Working with the Private Sector and Civil Society

Competition, consumer choice, vibrant private sector investment, and a robust civil society are the hallmarks of an open, inclusive, and secure digital ecosystem. The Department of State cannot accomplish its objectives without strong partnerships with the private sector, civil society, academic, and technical communities. New innovations spring from the private sector, and the decisions tech companies make on how their systems are developed and deployed have profound implications for how U.S. values and interests are realized—including protecting users’ safety and privacy. U.S. officials rely on a range of private sector, academic, and civic actors for insights into technology developments, and private sector and trade association stakeholders often provide early warning of discriminatory regulations that explicitly target American companies. Trusted technology suppliers, including small- and medium-sized enterprises, are essential partners in efforts to expand connectivity through open, secure, and resilient networks across the globe.

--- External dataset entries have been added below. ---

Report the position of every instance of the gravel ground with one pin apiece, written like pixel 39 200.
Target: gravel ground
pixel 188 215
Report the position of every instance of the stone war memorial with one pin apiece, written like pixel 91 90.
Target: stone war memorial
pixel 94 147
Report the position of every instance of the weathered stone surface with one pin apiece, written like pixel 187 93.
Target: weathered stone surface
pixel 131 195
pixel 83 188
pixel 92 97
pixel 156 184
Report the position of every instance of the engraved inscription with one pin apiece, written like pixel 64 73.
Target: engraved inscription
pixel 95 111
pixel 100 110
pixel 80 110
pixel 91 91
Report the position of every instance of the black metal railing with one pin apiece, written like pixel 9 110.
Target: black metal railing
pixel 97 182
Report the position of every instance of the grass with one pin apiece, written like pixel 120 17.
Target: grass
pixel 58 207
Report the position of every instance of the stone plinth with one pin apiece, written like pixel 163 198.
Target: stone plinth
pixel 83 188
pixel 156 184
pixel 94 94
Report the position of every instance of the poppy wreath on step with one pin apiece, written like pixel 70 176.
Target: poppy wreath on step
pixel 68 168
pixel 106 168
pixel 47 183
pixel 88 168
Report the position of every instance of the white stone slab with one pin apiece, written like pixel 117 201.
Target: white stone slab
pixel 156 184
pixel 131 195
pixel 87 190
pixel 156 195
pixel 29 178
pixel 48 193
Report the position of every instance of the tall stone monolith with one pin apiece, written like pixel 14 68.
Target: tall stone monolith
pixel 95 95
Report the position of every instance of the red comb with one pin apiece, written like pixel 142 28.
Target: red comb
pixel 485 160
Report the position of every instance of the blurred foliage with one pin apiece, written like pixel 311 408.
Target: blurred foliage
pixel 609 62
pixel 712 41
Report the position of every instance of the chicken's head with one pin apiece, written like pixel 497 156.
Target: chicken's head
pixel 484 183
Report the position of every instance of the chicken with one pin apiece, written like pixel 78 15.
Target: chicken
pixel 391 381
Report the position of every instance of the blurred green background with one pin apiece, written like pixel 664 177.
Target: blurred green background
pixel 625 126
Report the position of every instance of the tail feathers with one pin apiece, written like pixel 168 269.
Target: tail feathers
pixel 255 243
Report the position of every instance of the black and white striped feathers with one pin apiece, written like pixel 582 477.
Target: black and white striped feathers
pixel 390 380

Civil society groups are working to ensure that individuals can access and pursue opportunities online free from unlawful surveillance and privacy-invasive data collection practices and are working to counter harmful propaganda and disinformation in digital spaces. Civil society and the technical community are often the first to recognize, warn of, and seek solutions to threats to human rights online and offline. As Internet freedom continues to decline in parts of the world, civil society activists, human rights defenders, and the journalists covering their activism are often leading the push back in digitally repressive societies, often at great personal risk. Additionally, civil society, the academic and technical community, and private sector actors play a crucial role in upholding the multistakeholder model of Internet governance, which is increasingly under threat.

The private sector, civil society, and the technical community are essential in helping defend against malicious cyber activities. In 2022, the private sector aided Albania in the wake of Iranian cyberattacks and, during Russia’s full-scale invasion of Ukraine, technology firms and cybersecurity companies provided services, tools, and threat intelligence to help Ukraine defend government and critical infrastructure networks. They migrated data storage and cloud hosting services to counteract Russian efforts to erase critical data and provided Internet and telecommunication services that helped keep government agencies and businesses operating. Non-governmental organizations and academic research groups have exposed the threat posed by the proliferation and misuse of commercial spyware against journalists, activists, and marginalized groups.

Public-private partnerships are essential to cyber and digital diplomacy, and they need to be flexible and adaptable. Cyber defense may require new ways to scale, supply, and license cyber defense services and products in a crisis and may be difficult to launch and sustain in a different regional context. Repressive governments are developing new methods to control digital technologies and to manipulate and interfere with information flows. To address these and other evolving challenges, the Department of State will continue to expand contact with and solicit input from a wide range of civil society and private sector actors. In addition, the United States will continue to work with allies and partners to advance a multistakeholder approach to digital and data governance.